Languages: English is official. Recognised: German, Rukwangali, Setswana, Damara/Nama, Afrikaans, Herero, Oshiwambo
Money: the Namibian dollar is approximately 7.50 to $1, and matching the South African Rand, which can also used without any penalty.
Price of gas: $5.15 a gallon, or $1.30 a liter (about same as S. Africa)
No visa or carnet required
Namibia proved to be just what I needed to get myself back into “the game”. My idea of a quick in-and-out trip to see the dunes turned out to be a three-week tour of the northern half the second least populated country in the world (Mongolia is first).

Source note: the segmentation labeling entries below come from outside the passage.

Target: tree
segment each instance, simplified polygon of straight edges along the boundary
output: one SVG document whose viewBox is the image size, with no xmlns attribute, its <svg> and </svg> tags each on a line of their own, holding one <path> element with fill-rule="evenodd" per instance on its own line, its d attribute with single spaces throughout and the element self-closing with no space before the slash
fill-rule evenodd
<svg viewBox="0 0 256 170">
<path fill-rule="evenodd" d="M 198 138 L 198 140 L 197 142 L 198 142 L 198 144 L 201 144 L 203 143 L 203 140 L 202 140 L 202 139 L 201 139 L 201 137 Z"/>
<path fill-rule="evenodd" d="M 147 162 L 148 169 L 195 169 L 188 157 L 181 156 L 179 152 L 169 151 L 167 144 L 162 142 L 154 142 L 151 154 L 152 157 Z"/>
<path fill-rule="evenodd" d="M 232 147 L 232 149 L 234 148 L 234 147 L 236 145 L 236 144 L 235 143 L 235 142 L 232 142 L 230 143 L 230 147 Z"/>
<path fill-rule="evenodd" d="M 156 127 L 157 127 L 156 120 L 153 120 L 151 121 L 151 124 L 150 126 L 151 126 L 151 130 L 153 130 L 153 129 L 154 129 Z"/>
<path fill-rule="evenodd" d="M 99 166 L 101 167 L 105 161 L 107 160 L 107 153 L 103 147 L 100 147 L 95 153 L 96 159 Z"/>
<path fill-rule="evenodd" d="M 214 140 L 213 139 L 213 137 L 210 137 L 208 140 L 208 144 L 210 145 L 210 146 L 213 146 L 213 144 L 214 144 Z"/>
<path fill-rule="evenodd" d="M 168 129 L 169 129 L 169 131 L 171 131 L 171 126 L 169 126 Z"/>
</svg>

I had not originally intended to go to Namibia, but after talking to several people in South Africa, I decided to venture away from my northerly course to see for myself if the dunes of the Namib desert were in-fact just that amazing.
To get to Namibia, I had a 16-hour two-day ride across the Trans-Kalahari Highway in southern Botswana. “Kalahari” is one of those truly African words that invoke a sense of Dark Continent adventure, but in reality, the road was boring as hell. Two straight lines on the map connected with a dogleg turn westward across a scrubby uninteresting desert. The road was good and border crossings straight forward, as SA, Botswana and Namibia share an open trade “agreement”.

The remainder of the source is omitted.